LA PATRONA, KOMPAS.TV - Di tengah perjalanan berbahaya ke Amerika Utara, para migran Amerika Tengah senantiasa mendapati setitik kelegaan ketika melintas dekat La Patrona, desa kecil di negara bagian Veracruz, Meksiko.
Sekelompok perempuan setia menunggu kereta yang membawa para migran di pinggir rel La Patrona sejak 1995, melempari mereka dengan makanan untuk bekal perjalanan.
Kelompok relawan perempuan itu dikenal dengan Las Patronas, dinamai berdasarkan desa tempat mereka berasal. Di lain sisi, kebetulannya, patrona dalam bahasa Spanyol juga berarti santo pelindung atau bos (feminin).

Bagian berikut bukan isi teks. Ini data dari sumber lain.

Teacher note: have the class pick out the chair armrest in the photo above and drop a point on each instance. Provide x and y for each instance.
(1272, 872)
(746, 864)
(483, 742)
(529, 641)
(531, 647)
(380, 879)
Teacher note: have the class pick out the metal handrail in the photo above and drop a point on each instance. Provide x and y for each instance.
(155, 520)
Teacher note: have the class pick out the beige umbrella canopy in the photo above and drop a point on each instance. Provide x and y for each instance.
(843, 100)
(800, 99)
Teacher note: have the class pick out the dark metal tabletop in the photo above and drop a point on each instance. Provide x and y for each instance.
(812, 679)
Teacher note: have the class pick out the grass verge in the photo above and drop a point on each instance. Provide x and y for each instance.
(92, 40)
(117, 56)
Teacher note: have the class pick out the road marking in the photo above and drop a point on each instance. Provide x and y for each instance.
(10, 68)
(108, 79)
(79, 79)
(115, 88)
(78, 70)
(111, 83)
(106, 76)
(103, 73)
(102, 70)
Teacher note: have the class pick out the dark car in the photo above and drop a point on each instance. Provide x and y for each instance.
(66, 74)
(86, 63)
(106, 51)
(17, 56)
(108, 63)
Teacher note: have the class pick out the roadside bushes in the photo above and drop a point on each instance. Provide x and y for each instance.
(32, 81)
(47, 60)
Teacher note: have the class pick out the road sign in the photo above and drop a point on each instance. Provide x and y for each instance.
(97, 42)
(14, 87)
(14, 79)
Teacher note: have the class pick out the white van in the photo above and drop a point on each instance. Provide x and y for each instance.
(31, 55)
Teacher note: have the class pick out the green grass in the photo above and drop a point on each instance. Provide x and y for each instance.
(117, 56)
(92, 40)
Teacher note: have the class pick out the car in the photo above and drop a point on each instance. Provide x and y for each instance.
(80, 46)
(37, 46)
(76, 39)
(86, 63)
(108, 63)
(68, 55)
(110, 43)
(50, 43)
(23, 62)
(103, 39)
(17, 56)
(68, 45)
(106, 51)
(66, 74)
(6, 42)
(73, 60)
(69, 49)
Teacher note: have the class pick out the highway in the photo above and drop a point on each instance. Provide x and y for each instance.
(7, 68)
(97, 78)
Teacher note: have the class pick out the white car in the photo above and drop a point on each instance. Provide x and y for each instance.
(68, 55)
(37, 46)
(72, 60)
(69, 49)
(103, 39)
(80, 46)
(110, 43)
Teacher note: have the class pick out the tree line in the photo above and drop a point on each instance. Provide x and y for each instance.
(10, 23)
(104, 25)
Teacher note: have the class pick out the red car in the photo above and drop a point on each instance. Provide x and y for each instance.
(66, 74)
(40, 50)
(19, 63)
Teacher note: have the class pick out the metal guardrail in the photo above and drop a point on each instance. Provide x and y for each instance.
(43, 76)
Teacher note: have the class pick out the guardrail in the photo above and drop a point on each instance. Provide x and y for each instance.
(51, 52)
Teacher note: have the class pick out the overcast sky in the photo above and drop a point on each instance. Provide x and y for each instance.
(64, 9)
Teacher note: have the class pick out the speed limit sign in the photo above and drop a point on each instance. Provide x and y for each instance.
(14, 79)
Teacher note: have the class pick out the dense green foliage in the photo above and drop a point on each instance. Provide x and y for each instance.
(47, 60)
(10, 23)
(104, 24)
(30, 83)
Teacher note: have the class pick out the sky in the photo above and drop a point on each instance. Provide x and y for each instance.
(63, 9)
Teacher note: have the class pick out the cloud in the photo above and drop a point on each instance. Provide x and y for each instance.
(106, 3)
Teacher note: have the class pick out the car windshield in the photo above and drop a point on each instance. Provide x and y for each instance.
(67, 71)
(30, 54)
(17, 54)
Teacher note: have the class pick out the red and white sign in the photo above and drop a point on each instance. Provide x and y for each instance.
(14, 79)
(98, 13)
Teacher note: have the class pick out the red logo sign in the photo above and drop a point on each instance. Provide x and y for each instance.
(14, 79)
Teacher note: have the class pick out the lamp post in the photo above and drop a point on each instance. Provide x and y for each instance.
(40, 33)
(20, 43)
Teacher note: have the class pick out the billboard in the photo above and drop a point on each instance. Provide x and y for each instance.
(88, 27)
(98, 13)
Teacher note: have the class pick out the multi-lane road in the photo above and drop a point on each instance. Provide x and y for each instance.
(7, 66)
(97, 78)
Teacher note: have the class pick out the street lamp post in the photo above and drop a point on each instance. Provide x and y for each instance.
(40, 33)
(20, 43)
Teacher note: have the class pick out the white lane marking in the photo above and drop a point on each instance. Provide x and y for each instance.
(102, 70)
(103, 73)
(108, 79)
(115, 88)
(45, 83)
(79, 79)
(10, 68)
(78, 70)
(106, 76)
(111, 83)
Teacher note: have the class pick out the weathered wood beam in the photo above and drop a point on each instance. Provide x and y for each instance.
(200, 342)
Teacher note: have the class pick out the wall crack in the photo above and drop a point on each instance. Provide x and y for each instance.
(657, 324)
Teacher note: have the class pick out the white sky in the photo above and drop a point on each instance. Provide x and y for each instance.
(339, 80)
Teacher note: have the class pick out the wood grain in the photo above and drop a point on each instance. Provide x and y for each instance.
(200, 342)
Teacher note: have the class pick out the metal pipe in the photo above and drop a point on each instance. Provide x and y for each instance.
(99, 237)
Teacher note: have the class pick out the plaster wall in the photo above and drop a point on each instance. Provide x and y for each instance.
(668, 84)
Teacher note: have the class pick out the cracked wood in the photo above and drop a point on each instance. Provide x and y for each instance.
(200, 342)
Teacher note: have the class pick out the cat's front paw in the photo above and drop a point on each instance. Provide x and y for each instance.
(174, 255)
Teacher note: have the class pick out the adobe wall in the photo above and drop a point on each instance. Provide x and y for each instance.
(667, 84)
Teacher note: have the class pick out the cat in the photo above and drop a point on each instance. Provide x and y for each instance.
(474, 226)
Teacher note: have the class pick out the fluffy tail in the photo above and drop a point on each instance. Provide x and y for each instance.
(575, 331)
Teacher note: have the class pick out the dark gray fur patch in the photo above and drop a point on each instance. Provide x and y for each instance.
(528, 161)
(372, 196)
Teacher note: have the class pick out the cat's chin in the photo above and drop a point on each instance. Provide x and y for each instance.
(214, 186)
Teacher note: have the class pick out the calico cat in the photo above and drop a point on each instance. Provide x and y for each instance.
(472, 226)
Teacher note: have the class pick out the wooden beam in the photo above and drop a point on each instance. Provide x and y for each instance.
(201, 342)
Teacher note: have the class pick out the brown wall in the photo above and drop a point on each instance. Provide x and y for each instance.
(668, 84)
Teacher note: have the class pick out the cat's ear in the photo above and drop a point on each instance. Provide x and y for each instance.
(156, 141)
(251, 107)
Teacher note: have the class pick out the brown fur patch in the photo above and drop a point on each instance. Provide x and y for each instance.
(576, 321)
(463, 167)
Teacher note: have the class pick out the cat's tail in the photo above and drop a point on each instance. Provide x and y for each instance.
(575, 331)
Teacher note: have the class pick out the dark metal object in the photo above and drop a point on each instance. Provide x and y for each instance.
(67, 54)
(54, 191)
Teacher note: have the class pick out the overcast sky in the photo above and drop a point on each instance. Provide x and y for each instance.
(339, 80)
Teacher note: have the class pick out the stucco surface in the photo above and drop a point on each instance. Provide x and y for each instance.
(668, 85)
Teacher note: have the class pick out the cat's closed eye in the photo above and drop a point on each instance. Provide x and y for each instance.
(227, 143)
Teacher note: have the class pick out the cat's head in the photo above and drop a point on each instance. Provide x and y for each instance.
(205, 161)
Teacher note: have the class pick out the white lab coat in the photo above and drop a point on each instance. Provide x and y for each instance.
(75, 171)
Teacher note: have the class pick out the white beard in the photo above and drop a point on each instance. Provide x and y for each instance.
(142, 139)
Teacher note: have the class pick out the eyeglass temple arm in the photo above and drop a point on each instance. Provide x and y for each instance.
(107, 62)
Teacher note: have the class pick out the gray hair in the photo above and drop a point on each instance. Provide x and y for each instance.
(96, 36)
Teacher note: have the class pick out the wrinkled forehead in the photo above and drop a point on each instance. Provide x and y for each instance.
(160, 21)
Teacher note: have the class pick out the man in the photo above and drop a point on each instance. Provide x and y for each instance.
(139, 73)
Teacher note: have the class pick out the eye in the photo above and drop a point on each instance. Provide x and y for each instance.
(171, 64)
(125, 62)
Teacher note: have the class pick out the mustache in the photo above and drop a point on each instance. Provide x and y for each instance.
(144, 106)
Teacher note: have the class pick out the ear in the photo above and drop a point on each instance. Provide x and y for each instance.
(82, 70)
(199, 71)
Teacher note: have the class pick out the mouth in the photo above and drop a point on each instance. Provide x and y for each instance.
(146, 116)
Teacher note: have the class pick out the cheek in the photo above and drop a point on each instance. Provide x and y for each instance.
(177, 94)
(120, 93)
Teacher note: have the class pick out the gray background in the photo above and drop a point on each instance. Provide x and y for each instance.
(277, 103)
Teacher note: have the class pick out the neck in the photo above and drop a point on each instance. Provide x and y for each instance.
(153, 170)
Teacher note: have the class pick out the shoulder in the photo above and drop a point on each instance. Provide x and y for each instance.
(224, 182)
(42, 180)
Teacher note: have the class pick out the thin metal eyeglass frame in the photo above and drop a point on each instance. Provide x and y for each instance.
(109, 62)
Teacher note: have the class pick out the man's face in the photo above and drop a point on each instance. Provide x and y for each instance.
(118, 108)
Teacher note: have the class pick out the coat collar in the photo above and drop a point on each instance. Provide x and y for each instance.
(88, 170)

Kini, Las Patronas telah menunjang hidup para migran selama 28 tahun di tengah ancaman otoritas dan geng kriminal Meksiko. Mereka ingin membantu orang-orang yang mencari hidup lebih baik seiring memburuknya kondisi sehari-hari di Amerika Tengah.
Aksi kerelawanan Las Patronas membuat para perempuan ini dianugerahi Penghargaan Hak Asasi Manusia Nasional dan Penghargaan Nasional untuk Aksi Kerelawanan dan Solidaritas oleh pemerintah federal dan Komnas HAM Meksiko pada 2013 lalu.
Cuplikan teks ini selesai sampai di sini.